Owned by the DWLC, or the Department of Wild Life Conservation, the Elephant Transit Home was established in 1995 as a part of the Uda Walawe National Park with the primary motive of rehabilitating orphaned calves of elephants, and ultimately releasing them back to the wild.
The Transit Home is situated at about 170km southeast of Colombo. With funding from the UK’s Born Free Federation, the Transit Home was opened in 2003.
Uda Walawe Elephant Transit Home Background
One of the most endangered species of mammals in today’s world is the Sri Lankan subspecies of the Asian elephant. With the degradation and shrinkage of its habitat and increasing numerous elephant-human conflicts, the fear of extinction was ever growing. It was then that the Department of Wild Life Conservation decided to establish an Elephant Transit Home (ETH) for abandoned and orphaned baby elephants, providing them food, shelter and medical care.

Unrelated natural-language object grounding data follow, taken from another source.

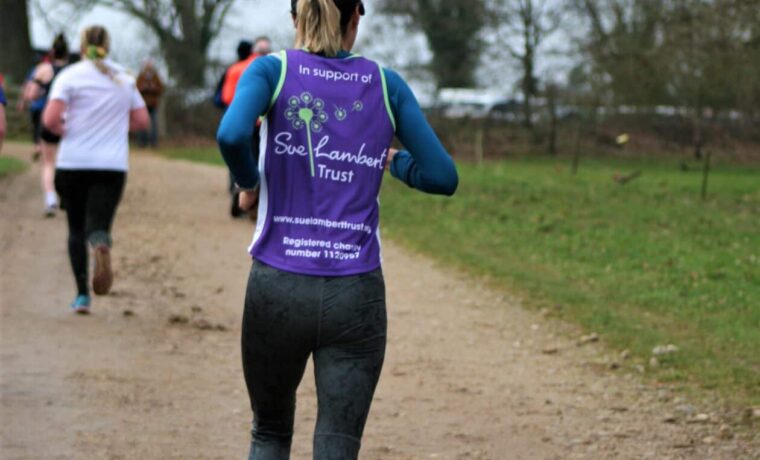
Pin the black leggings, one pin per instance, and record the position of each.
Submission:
(90, 199)
(342, 322)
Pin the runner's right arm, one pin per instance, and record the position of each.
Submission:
(252, 99)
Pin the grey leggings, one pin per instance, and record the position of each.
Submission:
(341, 321)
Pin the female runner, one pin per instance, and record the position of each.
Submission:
(316, 286)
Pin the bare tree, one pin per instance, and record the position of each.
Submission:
(185, 30)
(522, 26)
(453, 29)
(14, 35)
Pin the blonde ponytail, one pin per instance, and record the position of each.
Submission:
(96, 44)
(318, 27)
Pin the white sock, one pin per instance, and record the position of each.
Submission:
(51, 199)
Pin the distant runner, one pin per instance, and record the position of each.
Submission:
(261, 47)
(37, 92)
(316, 287)
(101, 104)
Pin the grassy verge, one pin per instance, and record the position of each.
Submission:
(10, 165)
(644, 264)
(197, 154)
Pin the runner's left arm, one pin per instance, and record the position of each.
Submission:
(252, 98)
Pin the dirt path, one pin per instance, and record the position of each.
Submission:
(154, 372)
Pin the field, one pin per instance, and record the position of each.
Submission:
(642, 265)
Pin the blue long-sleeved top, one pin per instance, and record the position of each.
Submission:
(425, 165)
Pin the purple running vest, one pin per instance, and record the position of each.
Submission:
(324, 145)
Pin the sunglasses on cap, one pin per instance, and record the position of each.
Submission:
(362, 11)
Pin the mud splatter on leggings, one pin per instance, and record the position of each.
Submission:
(341, 322)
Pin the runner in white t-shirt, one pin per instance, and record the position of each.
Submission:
(93, 105)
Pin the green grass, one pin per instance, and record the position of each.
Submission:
(197, 154)
(10, 165)
(644, 264)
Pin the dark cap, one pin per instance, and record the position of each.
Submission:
(294, 7)
(245, 48)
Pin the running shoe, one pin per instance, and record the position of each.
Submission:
(103, 277)
(81, 305)
(50, 211)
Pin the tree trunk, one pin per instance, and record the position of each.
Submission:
(551, 95)
(706, 174)
(528, 87)
(17, 55)
(697, 136)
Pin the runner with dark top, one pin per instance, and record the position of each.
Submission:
(316, 286)
(101, 105)
(38, 91)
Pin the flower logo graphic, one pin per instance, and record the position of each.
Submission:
(307, 111)
(340, 113)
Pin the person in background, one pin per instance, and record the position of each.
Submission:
(101, 104)
(244, 50)
(3, 103)
(262, 45)
(37, 90)
(151, 88)
(226, 90)
(35, 106)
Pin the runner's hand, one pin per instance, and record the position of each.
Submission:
(391, 153)
(248, 199)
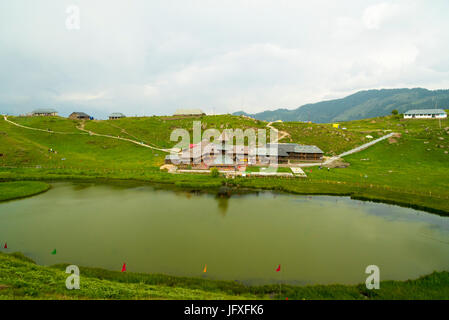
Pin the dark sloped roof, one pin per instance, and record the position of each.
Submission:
(81, 114)
(285, 148)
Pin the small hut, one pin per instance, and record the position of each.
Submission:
(116, 115)
(44, 113)
(79, 116)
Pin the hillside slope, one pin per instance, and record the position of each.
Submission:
(21, 278)
(363, 104)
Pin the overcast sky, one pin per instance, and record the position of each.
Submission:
(145, 57)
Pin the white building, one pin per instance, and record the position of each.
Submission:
(189, 112)
(425, 114)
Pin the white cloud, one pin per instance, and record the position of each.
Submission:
(375, 15)
(154, 57)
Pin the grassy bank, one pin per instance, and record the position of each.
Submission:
(410, 170)
(21, 189)
(21, 278)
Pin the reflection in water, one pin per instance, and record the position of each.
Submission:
(317, 239)
(223, 204)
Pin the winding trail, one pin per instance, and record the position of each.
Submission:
(280, 137)
(359, 148)
(37, 129)
(91, 133)
(84, 131)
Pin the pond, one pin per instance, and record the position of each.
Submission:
(315, 239)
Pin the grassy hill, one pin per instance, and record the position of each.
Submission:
(409, 170)
(363, 104)
(21, 278)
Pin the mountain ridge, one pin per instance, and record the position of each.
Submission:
(359, 105)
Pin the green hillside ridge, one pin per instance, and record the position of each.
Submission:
(411, 170)
(363, 104)
(21, 278)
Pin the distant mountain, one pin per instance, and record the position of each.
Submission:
(361, 105)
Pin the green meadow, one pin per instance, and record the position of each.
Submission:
(21, 278)
(411, 169)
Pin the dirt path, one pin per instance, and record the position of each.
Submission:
(281, 134)
(81, 127)
(37, 129)
(84, 131)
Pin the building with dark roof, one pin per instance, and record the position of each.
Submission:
(116, 115)
(44, 112)
(79, 116)
(189, 112)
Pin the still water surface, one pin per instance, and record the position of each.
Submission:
(316, 239)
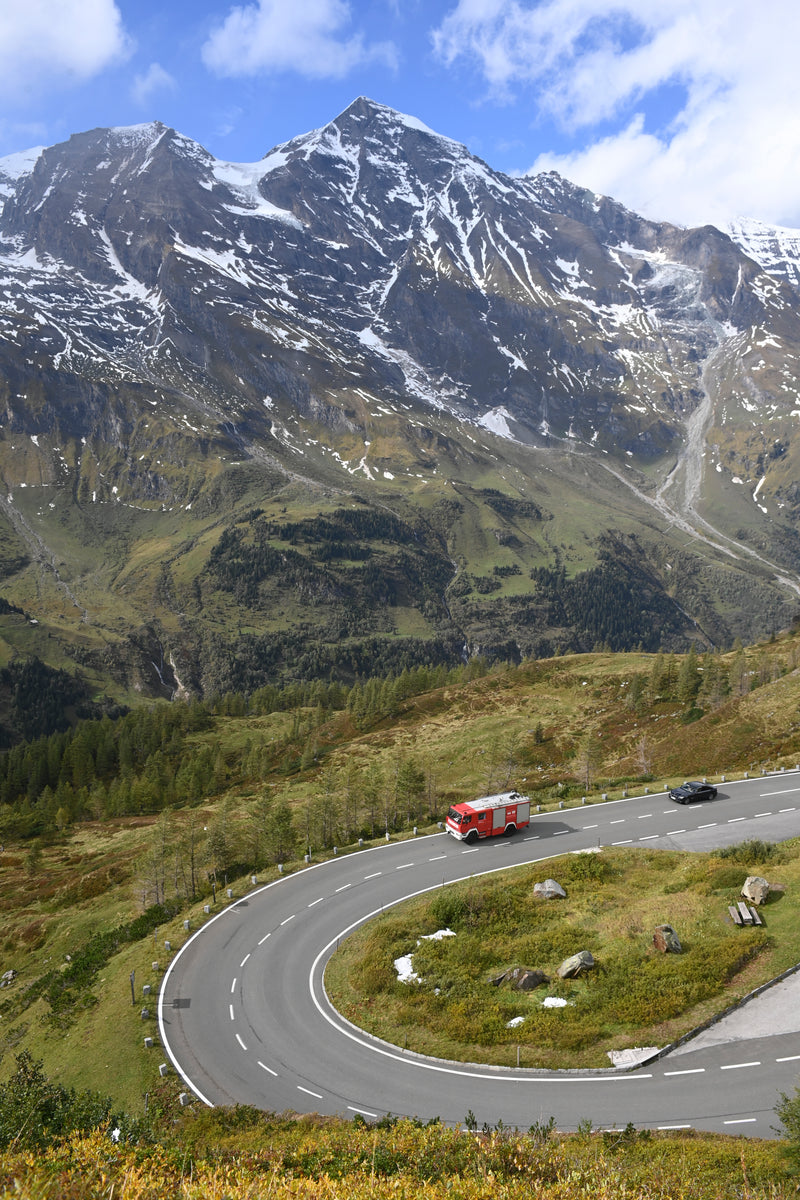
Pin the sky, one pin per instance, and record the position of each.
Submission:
(685, 111)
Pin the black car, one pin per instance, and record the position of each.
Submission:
(693, 791)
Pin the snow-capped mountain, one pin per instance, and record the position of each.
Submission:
(774, 247)
(371, 305)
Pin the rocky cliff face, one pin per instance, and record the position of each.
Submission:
(372, 304)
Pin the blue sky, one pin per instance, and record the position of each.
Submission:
(683, 109)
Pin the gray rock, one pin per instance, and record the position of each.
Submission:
(521, 978)
(666, 940)
(549, 891)
(756, 889)
(577, 965)
(529, 979)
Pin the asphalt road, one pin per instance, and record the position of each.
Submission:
(244, 1017)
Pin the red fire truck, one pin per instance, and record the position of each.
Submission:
(488, 816)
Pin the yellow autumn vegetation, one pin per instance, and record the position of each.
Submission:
(340, 1161)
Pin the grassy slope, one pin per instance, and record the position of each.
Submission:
(614, 901)
(468, 738)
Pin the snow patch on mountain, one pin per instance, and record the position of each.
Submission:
(497, 421)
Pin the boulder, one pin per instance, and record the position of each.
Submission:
(577, 965)
(521, 978)
(549, 891)
(666, 940)
(756, 889)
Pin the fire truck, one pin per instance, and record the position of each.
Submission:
(488, 816)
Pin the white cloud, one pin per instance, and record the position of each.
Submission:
(731, 143)
(50, 41)
(154, 81)
(305, 36)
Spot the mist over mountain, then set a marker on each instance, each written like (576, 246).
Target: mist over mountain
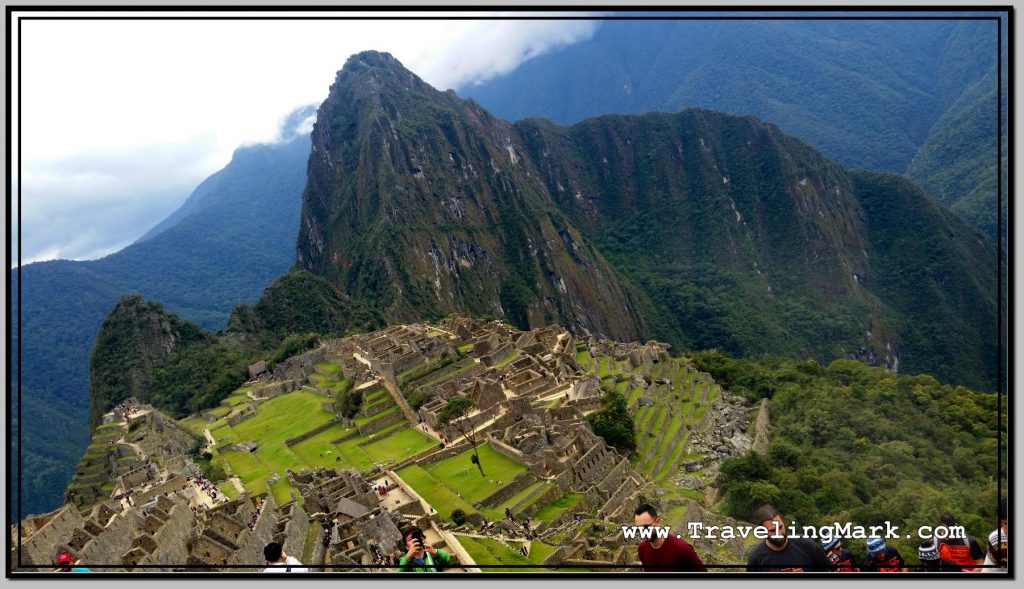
(232, 237)
(906, 96)
(704, 229)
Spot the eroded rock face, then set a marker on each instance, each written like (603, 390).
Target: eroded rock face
(427, 205)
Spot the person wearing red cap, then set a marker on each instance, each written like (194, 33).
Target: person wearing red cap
(65, 561)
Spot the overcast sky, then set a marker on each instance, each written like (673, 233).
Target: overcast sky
(122, 119)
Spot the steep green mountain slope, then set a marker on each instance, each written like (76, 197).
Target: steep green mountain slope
(872, 94)
(722, 232)
(237, 236)
(851, 443)
(423, 204)
(144, 351)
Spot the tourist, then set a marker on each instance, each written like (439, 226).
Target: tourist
(964, 551)
(777, 553)
(883, 558)
(279, 561)
(665, 554)
(65, 562)
(995, 556)
(421, 556)
(841, 558)
(928, 554)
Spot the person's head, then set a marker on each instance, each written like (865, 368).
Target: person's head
(928, 553)
(876, 546)
(413, 539)
(65, 560)
(947, 520)
(645, 516)
(273, 552)
(768, 517)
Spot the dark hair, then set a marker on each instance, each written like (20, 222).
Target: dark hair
(764, 513)
(408, 531)
(272, 552)
(646, 508)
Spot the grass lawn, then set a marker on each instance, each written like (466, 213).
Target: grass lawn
(434, 492)
(394, 448)
(667, 468)
(237, 398)
(328, 368)
(220, 411)
(450, 375)
(363, 420)
(309, 451)
(555, 508)
(247, 467)
(509, 358)
(279, 419)
(459, 473)
(512, 501)
(487, 551)
(194, 423)
(283, 491)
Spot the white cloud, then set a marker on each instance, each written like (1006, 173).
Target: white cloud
(121, 119)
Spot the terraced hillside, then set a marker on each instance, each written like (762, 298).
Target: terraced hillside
(301, 430)
(545, 477)
(670, 403)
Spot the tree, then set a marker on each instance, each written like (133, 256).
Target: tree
(456, 413)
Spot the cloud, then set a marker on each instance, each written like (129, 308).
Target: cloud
(122, 119)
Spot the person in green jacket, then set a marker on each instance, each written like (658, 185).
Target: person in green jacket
(421, 557)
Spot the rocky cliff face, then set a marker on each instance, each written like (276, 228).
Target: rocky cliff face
(698, 228)
(425, 204)
(133, 340)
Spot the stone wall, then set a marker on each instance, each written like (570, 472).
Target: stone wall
(172, 538)
(116, 539)
(172, 486)
(379, 424)
(296, 530)
(238, 418)
(613, 477)
(619, 498)
(43, 546)
(318, 429)
(511, 453)
(251, 544)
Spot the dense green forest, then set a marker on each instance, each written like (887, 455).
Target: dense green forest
(144, 351)
(233, 236)
(852, 443)
(908, 96)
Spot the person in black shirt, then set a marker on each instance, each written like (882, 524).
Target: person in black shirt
(841, 558)
(883, 558)
(928, 554)
(780, 554)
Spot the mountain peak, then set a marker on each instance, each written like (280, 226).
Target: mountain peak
(377, 71)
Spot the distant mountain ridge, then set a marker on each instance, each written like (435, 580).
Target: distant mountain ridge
(231, 238)
(717, 230)
(907, 96)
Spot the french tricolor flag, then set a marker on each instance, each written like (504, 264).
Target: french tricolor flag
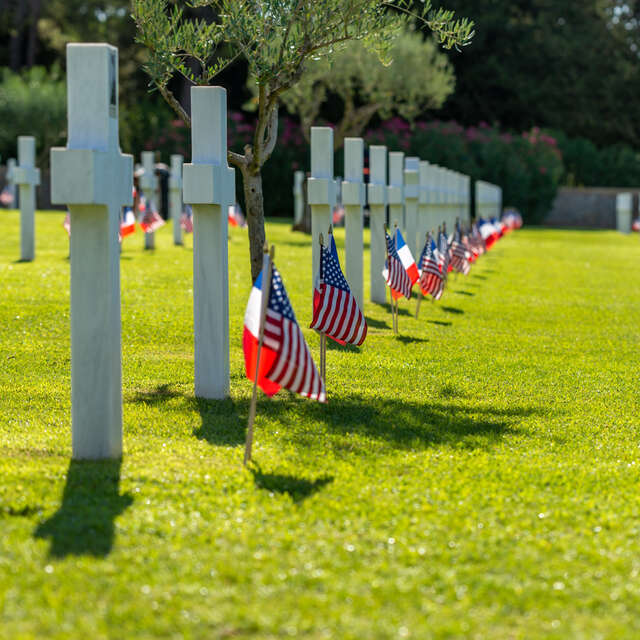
(250, 339)
(406, 258)
(128, 224)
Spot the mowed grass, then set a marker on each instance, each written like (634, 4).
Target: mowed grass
(476, 476)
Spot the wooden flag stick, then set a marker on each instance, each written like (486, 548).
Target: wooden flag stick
(323, 336)
(267, 262)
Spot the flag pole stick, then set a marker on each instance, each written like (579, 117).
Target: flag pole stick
(267, 262)
(323, 336)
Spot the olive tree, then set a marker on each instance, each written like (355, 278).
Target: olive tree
(419, 78)
(278, 39)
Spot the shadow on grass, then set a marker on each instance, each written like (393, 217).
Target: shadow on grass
(91, 501)
(223, 422)
(297, 488)
(410, 339)
(400, 424)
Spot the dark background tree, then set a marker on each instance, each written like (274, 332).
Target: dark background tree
(570, 65)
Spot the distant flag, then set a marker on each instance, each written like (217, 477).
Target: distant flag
(66, 224)
(431, 279)
(459, 255)
(335, 310)
(285, 360)
(394, 272)
(444, 252)
(406, 258)
(151, 219)
(6, 197)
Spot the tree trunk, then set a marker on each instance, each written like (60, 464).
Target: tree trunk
(254, 205)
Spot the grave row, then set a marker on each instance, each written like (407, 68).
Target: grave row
(94, 179)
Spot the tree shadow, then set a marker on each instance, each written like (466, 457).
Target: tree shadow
(401, 424)
(154, 397)
(296, 487)
(223, 422)
(91, 501)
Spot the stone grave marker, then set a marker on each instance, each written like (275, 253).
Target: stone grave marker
(395, 190)
(321, 190)
(298, 197)
(411, 197)
(377, 198)
(27, 177)
(149, 186)
(175, 196)
(353, 200)
(94, 179)
(209, 187)
(624, 209)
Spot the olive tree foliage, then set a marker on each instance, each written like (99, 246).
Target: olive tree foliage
(419, 78)
(278, 39)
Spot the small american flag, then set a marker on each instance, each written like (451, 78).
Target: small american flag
(335, 310)
(285, 360)
(394, 273)
(459, 254)
(444, 251)
(431, 281)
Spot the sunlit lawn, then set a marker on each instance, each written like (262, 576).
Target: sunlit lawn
(477, 476)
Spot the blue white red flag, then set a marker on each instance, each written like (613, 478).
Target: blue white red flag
(459, 254)
(406, 258)
(394, 273)
(285, 360)
(335, 311)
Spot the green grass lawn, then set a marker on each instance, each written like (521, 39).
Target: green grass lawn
(476, 476)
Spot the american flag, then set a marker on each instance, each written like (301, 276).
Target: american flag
(444, 255)
(431, 281)
(394, 273)
(285, 360)
(335, 310)
(459, 254)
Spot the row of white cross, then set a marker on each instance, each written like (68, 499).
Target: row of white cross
(420, 196)
(94, 179)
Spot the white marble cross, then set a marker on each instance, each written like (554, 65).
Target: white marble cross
(321, 190)
(377, 197)
(353, 200)
(95, 180)
(27, 177)
(175, 196)
(149, 185)
(423, 223)
(395, 190)
(298, 199)
(209, 187)
(411, 197)
(11, 179)
(624, 206)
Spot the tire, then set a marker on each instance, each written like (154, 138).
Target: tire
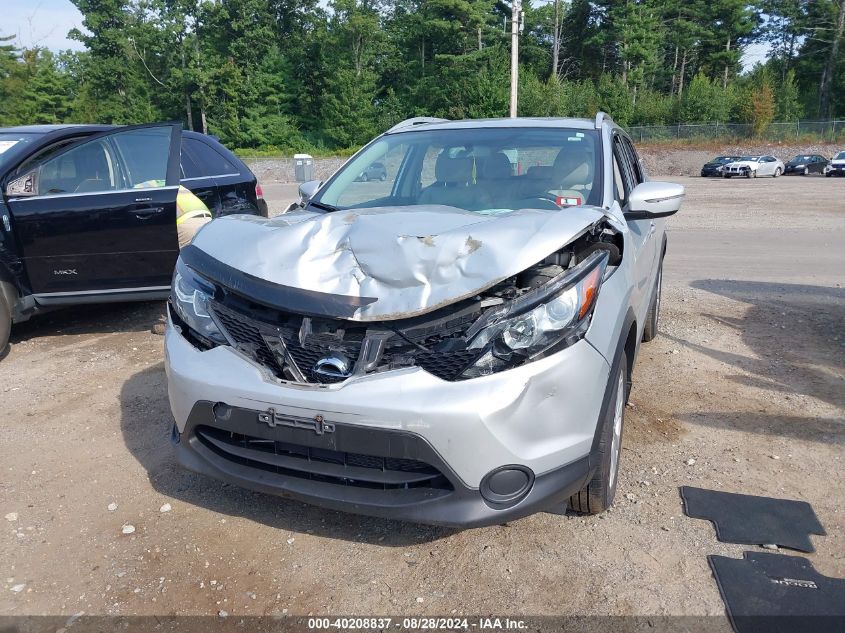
(597, 495)
(5, 324)
(651, 319)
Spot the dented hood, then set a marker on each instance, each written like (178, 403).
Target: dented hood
(388, 263)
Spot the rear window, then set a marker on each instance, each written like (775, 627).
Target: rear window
(13, 146)
(201, 160)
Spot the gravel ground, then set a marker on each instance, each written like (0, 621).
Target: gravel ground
(744, 390)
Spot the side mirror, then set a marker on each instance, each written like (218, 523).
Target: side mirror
(307, 191)
(26, 185)
(651, 200)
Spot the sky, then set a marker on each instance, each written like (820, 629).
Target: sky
(47, 22)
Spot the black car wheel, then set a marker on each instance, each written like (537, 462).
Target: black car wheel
(597, 495)
(5, 324)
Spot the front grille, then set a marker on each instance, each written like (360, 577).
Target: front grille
(431, 351)
(251, 336)
(330, 466)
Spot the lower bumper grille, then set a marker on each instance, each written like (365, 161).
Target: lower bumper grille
(319, 464)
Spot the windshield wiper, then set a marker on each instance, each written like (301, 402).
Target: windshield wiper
(324, 207)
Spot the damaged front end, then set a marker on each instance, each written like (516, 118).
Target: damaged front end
(542, 309)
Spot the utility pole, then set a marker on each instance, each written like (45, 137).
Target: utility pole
(516, 22)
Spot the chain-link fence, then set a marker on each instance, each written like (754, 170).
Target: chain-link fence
(830, 131)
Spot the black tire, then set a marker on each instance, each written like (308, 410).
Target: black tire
(5, 324)
(597, 495)
(653, 316)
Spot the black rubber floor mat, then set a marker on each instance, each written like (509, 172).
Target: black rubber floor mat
(774, 593)
(750, 520)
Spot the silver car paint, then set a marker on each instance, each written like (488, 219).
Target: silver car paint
(542, 414)
(411, 260)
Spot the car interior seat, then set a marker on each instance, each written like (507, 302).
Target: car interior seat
(452, 186)
(496, 177)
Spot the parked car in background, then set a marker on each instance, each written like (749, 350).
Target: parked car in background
(88, 212)
(454, 349)
(805, 164)
(714, 167)
(753, 166)
(837, 165)
(376, 171)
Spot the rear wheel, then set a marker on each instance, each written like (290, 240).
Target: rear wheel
(597, 495)
(650, 329)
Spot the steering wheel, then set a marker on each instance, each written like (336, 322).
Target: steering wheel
(550, 201)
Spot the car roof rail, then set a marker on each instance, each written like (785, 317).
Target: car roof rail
(417, 120)
(601, 117)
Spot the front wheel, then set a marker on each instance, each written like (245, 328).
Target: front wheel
(5, 324)
(597, 495)
(650, 329)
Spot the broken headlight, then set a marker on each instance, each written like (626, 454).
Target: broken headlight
(189, 296)
(546, 319)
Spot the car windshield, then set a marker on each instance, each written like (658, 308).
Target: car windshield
(12, 146)
(486, 170)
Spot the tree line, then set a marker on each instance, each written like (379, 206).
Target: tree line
(295, 74)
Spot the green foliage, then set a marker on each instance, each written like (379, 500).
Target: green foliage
(289, 75)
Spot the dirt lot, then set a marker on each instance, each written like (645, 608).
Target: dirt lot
(743, 391)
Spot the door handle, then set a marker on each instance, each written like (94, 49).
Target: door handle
(144, 214)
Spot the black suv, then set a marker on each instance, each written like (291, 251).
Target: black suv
(88, 212)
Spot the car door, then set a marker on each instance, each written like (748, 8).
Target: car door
(627, 175)
(99, 216)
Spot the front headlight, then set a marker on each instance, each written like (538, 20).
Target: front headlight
(189, 296)
(541, 321)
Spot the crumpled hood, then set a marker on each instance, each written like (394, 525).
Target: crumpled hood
(400, 261)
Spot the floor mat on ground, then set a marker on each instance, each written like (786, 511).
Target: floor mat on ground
(774, 593)
(750, 520)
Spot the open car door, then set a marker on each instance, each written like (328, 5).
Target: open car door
(99, 217)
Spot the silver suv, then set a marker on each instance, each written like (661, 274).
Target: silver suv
(452, 345)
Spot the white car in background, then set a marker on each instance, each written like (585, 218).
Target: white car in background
(837, 165)
(753, 166)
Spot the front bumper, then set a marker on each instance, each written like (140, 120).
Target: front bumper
(376, 472)
(540, 417)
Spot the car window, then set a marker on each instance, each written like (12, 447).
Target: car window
(376, 179)
(143, 154)
(475, 168)
(621, 173)
(204, 160)
(87, 168)
(633, 162)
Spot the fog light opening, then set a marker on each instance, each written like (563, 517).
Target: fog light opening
(507, 485)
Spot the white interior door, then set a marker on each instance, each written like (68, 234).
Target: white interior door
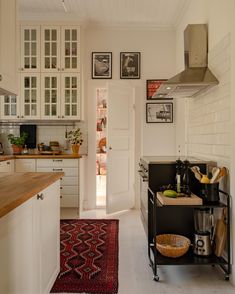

The DWLC also improved the facilities pertaining to the ETH, by seeking assistance from the public and private sectors. Thus the transit home came into being, and presently, 31 destitute elephant calves are being taken care of, with the objective of liberating them to the wild, once they are strong enough to adjust to their surroundings.
Only specially trained staff members are allowed to take care of the calves, so as to avoid any unwanted contact between humans and the elephants. Visitors’ entry is permitted, and they are allowed to watch the elephants being fed, but are prohibited from any kind of interaction or direct contact. Willing individuals are requested to make a generous contribution, as the cost associated with raising an infant calf into an adult is quite high.